11:26 Publié dans Actualités, Connaissances, Economie, Société | Lien permanent | Commentaires (0) | Tags : vins de fête | |  del.icio.us |  Imprimer | | Digg! Digg |  Facebook | | Pin it!

05/11/2024

Kamel Daoud remporte le prix Goncourt

Kamel Daoud.jpgCe n’est pas une surprise. Kamel Daoud remporte le prix Goncourt pour son troisième roman, Houris, paru chez Gallimard. Le livre a été élu dès le premier tour de scrutin, avec six voix contre deux à Hélène Gaudy pour Archipels (l’Olivier), une à Sandrine Collette pour Madelaine avant l’aube (JC Lattès) et une au Franco-Rwandais Gaël Faye pour Jacaranda (Grasset), lequel reçoit le prix Renaudot.

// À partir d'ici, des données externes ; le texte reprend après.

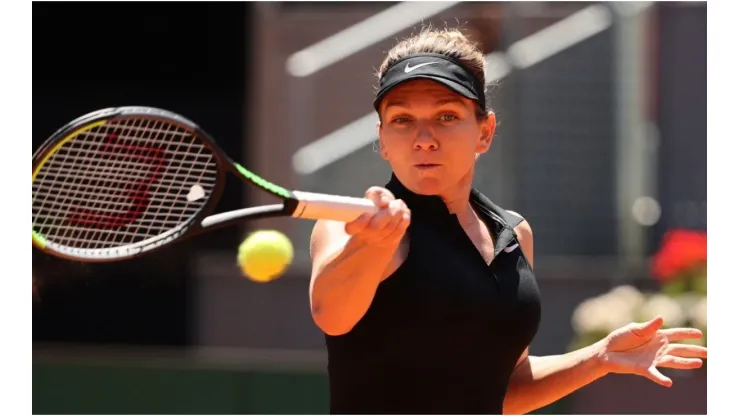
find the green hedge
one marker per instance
(89, 389)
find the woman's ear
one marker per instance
(381, 146)
(487, 129)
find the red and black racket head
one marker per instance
(121, 181)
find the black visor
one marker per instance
(440, 68)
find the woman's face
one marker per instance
(430, 136)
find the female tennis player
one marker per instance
(429, 306)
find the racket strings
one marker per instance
(121, 183)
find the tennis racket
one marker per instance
(120, 182)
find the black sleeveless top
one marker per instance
(444, 332)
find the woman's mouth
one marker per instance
(427, 166)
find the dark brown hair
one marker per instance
(449, 42)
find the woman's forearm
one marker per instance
(539, 381)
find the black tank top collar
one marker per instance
(433, 208)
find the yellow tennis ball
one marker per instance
(265, 255)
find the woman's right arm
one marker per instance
(349, 261)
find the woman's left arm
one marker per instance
(539, 381)
(637, 348)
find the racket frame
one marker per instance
(295, 204)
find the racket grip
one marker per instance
(312, 206)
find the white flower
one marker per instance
(605, 313)
(629, 296)
(665, 306)
(698, 313)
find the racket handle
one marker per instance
(313, 206)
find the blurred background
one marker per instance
(601, 145)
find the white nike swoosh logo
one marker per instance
(411, 68)
(511, 248)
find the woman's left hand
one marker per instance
(640, 348)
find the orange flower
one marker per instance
(680, 251)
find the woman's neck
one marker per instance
(457, 200)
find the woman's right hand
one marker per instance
(386, 227)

Dans Houris (c’est ainsi que sont nommées les vierges censées accueillir le croyant au paradis), l’écrivain franco-algérien passe au crible la « décennie noire » de la guerre civile (1992-2002) dans son pays natal, par la voix étouffée d’une jeune Oranaise, prénommée Fajr (l’aube), mutilée parce qu’alors mal égorgée. Sa blessure court d’une oreille à l’autre sur 17 cm, la privant de cordes vocales. Aube la mutique est « porteuse de l’histoire d’une guerre entière inscrite sur sa peau ». Elle est ainsi le vivant stigmate de la violence collective qui a ravagé l’Algérie, quand des groupes islamistes affrontèrent l’armée en semant la terreur, faisant environ 200 000 morts. Victime sans voix, l’héroïne, en cette veille de l’Aïd, est enceinte d’une enfant dont elle veut avorter. L’Algérie de l’année 2018 peinte par Daoud est l’ennemie des femmes, sans exception. C’est une Algérie attaquée par les adeptes d’un islam rétrograde. Dans sa langue muette, Aube raconte, à l’enfant qui ne verra pas le jour, son histoire tragique et celle de son pays.

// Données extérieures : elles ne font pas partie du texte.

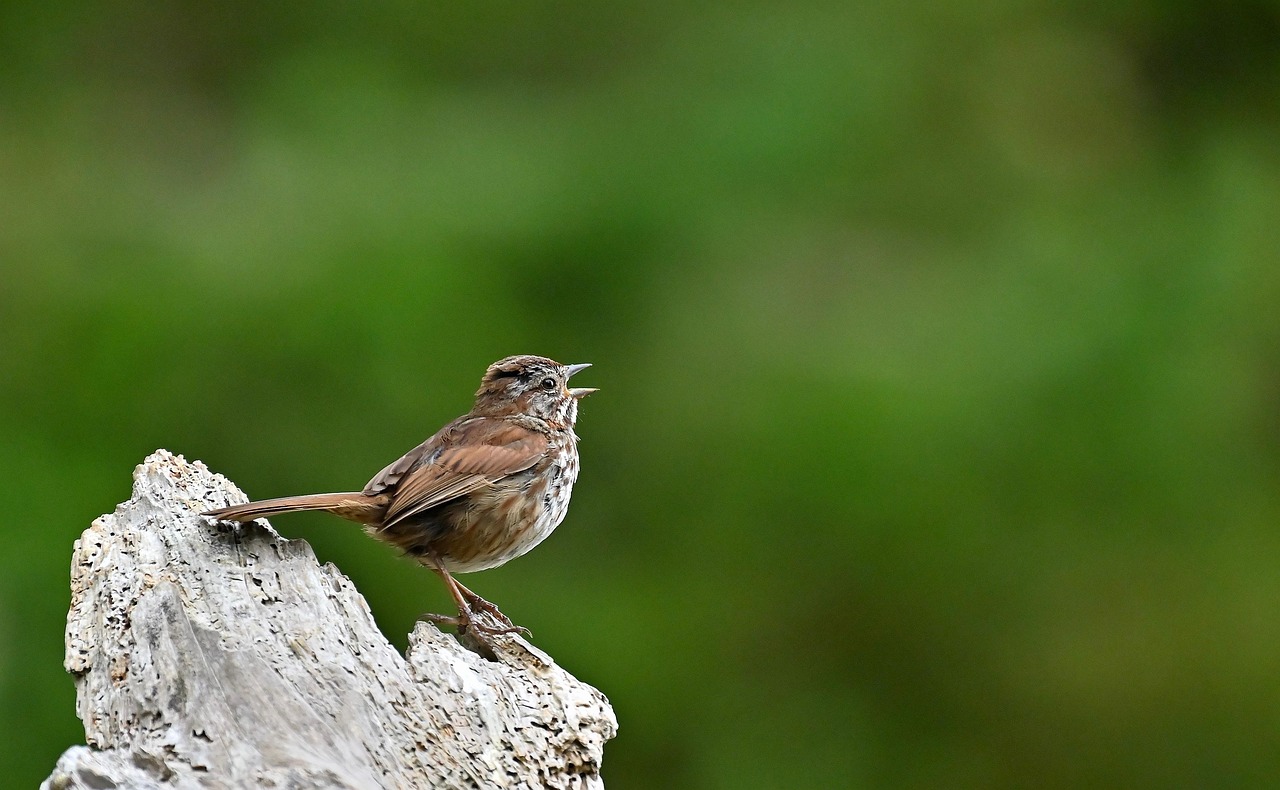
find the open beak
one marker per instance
(579, 392)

Une jeune héroïne privée de cordes vocales

Alors que, désormais, l’un des articles de la charte pour la paix et la réconciliation mentionne qu’il est interdit de parler de cette guerre, volontairement passée sous silence sous peine d’emprisonnement – à l’opposé de l’autre, la guerre d‘indépendance, si présente dans les têtes, dans les manuels et gravée sur les monuments –, Kamel Daoud
porte le fer dans la plaie mémorielle. Outre Aube, on découvre Aïssa Guerdi, un autre personnage de Houris. Lui, c’est à voix haute qu’il s’exprime, pour mettre des mots forts sur cet oubli volontaire, cette amnésie quasi obligatoire. Ce fils de libraire est chauffeur. Hypermnésique, lui aussi rescapé d’une des tueries de l’époque fatale, il est capable de se rappeler, des tueries, le jour, l’heure, le lieu, le nombre de victimes et leur prénom, même si, depuis 2005, plus personne ne prête attention à ce passé maudit.

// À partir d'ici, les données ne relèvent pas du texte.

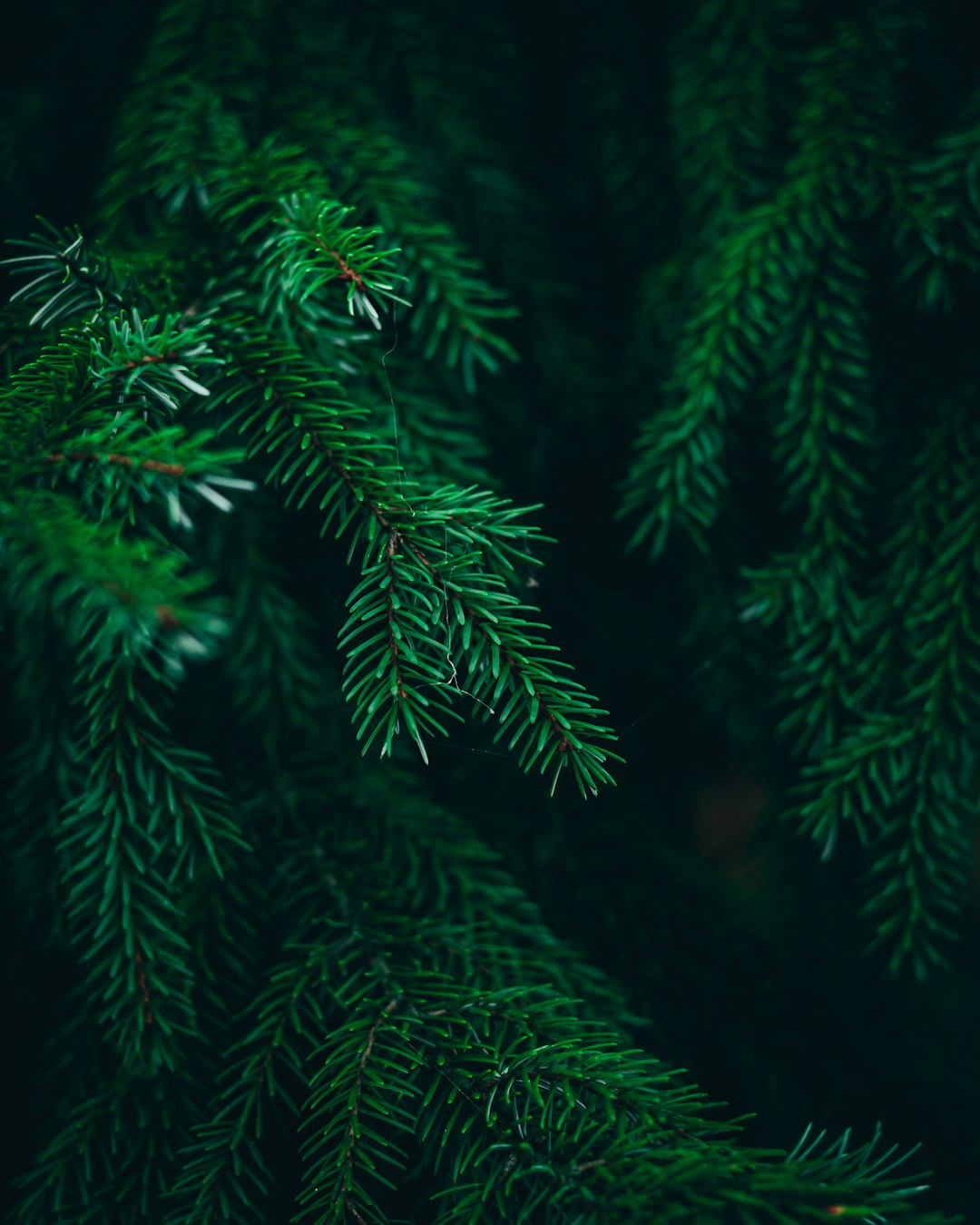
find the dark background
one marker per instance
(727, 931)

Ce voyage au bout de l’horreur a valu à Kamel Daoud, ainsi qu’à son éditeur, une interdiction de participation au dernier salon d’Alger. L’écrivain, qui vit à Paris depuis 2020 après avoir obtenu sa naturalisation, a déclaré, sitôt l’annonce de son prix : « Ce livre est né parce que je suis en France. C’est un pays qui me donne la liberté d’écrire. Ce n’est pas facile de parler de guerre, il faut du temps, du deuil, de la distance. »

Kamel Daoud avait déjà reçu, en 2014, le Goncourt du premier roman pour Meursault, contre-enquête, paru chez Actes Sud. Dans ce livre, il prenait le contrepied du roman célèbre de Camus, l’Étranger, en tirant du néant l’Arabe sans nom dont le corps n’a jamais été retrouvé dans le texte initial.